From 10 to 29 September, Chenango joined in the neutralization of enemy airfields in the Halmaheras in support of the invasion of Morotai, stepping-stone to the Philippines. After preparations at Manus, Chenango cleared on 12 October, to conduct softening up strikes on Leyte, in preparation for the invasion landings on 20 October. Chenango and her sister ship were attacked by three Japanese planes on the afternoon of D-Day, and shot down all three, capturing one of the pilots. Sailing to Morotai, to load new aircraft, Chenango was not in action waters during the Battle of Leyte Gulf, but returned on 28 October, to provide replacement aircraft to her victorious sister escort carriers, who had held the Japanese fleet off from Leyte.
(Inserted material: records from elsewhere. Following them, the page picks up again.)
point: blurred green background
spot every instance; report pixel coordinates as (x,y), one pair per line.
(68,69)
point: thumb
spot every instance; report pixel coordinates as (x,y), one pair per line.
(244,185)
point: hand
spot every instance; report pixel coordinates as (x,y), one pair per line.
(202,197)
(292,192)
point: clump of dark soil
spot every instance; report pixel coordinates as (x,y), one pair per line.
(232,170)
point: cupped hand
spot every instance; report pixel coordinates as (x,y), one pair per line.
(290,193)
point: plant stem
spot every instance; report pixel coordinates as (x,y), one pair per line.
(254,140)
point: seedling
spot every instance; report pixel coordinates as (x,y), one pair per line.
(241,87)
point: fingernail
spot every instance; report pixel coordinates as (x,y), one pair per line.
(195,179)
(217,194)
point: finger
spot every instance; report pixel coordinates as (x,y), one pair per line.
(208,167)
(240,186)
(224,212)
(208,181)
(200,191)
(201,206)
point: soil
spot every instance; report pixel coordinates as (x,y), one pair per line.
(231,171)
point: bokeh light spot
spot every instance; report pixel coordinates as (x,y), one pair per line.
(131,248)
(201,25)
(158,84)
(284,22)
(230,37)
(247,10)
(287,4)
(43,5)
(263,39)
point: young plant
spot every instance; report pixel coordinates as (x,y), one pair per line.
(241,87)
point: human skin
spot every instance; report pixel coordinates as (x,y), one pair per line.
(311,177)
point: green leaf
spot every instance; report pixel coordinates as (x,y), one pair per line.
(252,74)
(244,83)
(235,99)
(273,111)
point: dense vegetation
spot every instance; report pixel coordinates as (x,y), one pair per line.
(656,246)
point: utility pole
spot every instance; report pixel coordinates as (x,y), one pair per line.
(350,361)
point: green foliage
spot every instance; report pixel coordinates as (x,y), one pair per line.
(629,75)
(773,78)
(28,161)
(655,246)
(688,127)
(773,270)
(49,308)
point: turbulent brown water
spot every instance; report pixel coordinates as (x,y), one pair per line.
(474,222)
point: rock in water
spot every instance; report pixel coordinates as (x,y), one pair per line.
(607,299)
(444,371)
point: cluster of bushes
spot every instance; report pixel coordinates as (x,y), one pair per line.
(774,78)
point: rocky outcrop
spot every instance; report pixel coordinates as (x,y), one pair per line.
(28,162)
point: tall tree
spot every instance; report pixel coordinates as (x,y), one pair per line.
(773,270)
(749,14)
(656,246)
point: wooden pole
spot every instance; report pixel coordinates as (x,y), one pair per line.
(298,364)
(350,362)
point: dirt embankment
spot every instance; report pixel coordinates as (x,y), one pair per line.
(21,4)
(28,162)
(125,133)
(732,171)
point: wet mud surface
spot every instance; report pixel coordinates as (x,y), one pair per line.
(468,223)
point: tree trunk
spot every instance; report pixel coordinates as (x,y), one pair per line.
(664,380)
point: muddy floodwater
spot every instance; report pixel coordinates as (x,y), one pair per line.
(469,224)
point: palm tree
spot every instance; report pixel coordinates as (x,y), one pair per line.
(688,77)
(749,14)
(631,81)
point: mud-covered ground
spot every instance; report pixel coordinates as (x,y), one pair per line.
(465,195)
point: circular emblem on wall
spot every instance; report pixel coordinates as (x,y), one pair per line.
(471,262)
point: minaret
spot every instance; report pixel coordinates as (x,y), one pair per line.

The next day, she sailed for overhaul at Seattle, Washington, until 9 February 1945.

====1945====
After the overhaul period, she again sailed west, arriving at Tulagi, in the Solomons, on 4 March. Chenango conducted training, then sortied from Ulithi, on 27 March, for the invasion of Okinawa. She gave air cover in the feint landings on the southern tip of the island, then was assigned to neutralize the kamikaze bases in Sakashima Gunto. On 9 April, a fighter crashed upon landing and started a raging fire among the strike-loaded aircraft on Chenangos deck. Skillful work by her crew saved the ship from serious damage and she remained in action off Okinawa, until 11 June. After escorting a tanker convoy to San Pedro Bay, Chenango sailed on 26 July, to join the logistics force for the 3rd Fleet, then engaged in the final offensive against Japan.

===Postwar service===
Following the surrender of Japan, Chenango supported the occupation forces and evacuated some 1,900 Allied prisoners of war and 1,500 civilians from slave labor camps. She cleared Tokyo Bay, on 25 October, and after a brief overhaul at San Diego, returned to "Magic Carpet" duty, transporting veterans from Okinawa and Pearl Harbor, to the West Coast.

==Fate==
Chenango sailed from San Pedro, on 5 February, for Boston, and was placed out of commission in reserve there on 14 August 1946. She was reclassified CVHE-28 on 12 June 1955. She was struck from the Naval Vessel Register on 1 March 1959, and sold and removed from naval custody on 12 February 1960.

==Awards==
Chenango was awarded the Navy Unit Commendation and received 11 battle stars for her World War II service.